What the Heart and Stomach Will No Longer Hold

He walks onto the bus, and the 12-year-old girl in me leaps to attention. Everything about him is wrong for what the middle-aged me wants and needs–it’s obvious in everything from his posture and his grooming to his Converse high-tops, but my body is responding to different cues. I tell myself, “Yes, appealing. No, you may not engage.”

When I get to work and I’m standing in front of the fully stocked refrigerator, I have the same conversation with myself, “Yes, you want it. No, you may not engage.” Except this time I am weeding out the foods that are no longer an option for either my waistline or digestive system.

I have always loved “bad” men and bad food. There are ways in which taking someone or something in and punishment and love were all tangled up and undecipherable in my central nervous system for most of my life.

But not now.

There is a moment in the movie A Beautiful Mind where a man from the Nobel Prize committee asks the schizophrenic mathematician how he’s overcome the voices in his head.

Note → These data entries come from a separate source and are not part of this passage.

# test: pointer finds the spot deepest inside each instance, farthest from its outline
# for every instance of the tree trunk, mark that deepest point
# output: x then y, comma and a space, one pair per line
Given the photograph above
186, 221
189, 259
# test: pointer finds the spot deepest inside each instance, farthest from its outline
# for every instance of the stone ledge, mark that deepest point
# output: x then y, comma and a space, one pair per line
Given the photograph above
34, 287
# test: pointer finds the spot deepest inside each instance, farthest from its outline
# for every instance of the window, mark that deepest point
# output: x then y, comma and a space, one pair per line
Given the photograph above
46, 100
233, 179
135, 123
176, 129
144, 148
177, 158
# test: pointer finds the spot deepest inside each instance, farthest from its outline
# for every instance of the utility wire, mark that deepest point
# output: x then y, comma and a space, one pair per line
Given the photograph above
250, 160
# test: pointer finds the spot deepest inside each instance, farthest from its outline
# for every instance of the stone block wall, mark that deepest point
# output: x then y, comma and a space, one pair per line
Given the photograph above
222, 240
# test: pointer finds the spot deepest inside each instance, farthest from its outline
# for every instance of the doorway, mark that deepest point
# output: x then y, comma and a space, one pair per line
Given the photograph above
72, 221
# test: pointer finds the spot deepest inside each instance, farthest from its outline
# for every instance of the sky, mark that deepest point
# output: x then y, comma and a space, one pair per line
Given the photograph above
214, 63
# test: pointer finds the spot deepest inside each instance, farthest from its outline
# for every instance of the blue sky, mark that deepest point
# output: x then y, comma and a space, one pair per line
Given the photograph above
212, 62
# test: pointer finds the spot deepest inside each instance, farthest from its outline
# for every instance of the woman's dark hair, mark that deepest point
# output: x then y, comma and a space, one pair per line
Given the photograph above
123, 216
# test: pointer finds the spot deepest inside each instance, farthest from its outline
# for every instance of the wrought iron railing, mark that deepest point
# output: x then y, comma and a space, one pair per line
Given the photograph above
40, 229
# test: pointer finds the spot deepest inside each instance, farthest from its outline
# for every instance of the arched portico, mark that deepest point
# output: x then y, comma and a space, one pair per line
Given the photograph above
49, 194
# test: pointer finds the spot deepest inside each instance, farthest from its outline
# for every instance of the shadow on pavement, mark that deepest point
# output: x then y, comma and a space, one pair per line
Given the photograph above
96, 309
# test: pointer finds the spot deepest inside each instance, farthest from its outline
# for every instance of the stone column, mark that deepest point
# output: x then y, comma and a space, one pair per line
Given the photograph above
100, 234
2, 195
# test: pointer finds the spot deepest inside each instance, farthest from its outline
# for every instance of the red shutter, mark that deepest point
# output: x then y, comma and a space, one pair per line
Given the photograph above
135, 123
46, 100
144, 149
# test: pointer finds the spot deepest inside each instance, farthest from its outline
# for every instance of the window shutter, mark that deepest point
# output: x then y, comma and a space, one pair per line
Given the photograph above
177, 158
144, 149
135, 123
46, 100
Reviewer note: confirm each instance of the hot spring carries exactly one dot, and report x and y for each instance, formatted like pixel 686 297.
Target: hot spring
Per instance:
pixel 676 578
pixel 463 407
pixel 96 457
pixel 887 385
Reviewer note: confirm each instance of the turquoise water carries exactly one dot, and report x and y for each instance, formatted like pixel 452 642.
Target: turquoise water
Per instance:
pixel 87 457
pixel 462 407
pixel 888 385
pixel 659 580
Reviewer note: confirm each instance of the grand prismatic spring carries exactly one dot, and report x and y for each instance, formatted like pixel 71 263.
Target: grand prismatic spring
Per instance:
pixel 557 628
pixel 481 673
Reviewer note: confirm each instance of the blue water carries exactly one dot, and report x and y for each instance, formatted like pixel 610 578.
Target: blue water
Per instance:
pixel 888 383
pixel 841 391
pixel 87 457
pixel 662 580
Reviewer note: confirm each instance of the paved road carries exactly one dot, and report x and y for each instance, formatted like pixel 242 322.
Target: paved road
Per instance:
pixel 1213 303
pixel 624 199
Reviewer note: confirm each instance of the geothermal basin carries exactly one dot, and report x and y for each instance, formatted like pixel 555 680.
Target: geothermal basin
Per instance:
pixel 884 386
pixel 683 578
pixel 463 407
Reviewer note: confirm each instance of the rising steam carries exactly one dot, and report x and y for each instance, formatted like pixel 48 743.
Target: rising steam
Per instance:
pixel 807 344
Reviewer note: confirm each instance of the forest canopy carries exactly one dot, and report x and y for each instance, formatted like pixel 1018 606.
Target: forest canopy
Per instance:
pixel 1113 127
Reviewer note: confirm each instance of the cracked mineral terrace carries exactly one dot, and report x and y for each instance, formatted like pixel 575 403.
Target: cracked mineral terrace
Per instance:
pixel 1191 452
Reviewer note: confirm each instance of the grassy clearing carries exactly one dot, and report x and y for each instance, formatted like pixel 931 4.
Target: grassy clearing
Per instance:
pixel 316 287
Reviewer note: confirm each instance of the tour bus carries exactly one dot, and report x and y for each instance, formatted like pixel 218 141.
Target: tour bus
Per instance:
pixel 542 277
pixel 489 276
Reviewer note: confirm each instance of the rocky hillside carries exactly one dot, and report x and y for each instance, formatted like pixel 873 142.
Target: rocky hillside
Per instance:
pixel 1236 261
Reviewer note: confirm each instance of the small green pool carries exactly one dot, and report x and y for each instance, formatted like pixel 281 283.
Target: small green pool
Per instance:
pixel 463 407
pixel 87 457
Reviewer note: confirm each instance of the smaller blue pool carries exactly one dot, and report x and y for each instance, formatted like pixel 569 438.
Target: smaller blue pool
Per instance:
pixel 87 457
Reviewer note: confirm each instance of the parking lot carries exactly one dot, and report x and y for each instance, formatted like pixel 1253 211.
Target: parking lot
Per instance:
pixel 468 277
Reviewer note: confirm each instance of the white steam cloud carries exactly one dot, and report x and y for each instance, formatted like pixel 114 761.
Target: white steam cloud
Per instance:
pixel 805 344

He answers, “I haven’t. They’re all right here, right now. I’ve just learned not to engage them.”

There is something so peaceful about becoming the adult in relationship with oneself.twit-bird

To allow the desires to exist, to allow the voices to tell their predictable tales. And to interrupt our compulsive responses to them. I can admire the man on the bus every morning, and stand for a long as I need to in front of the Pop Tarts box at work. There are choices to be made and I know how to make them. I will not fill up on what can never truly fill me.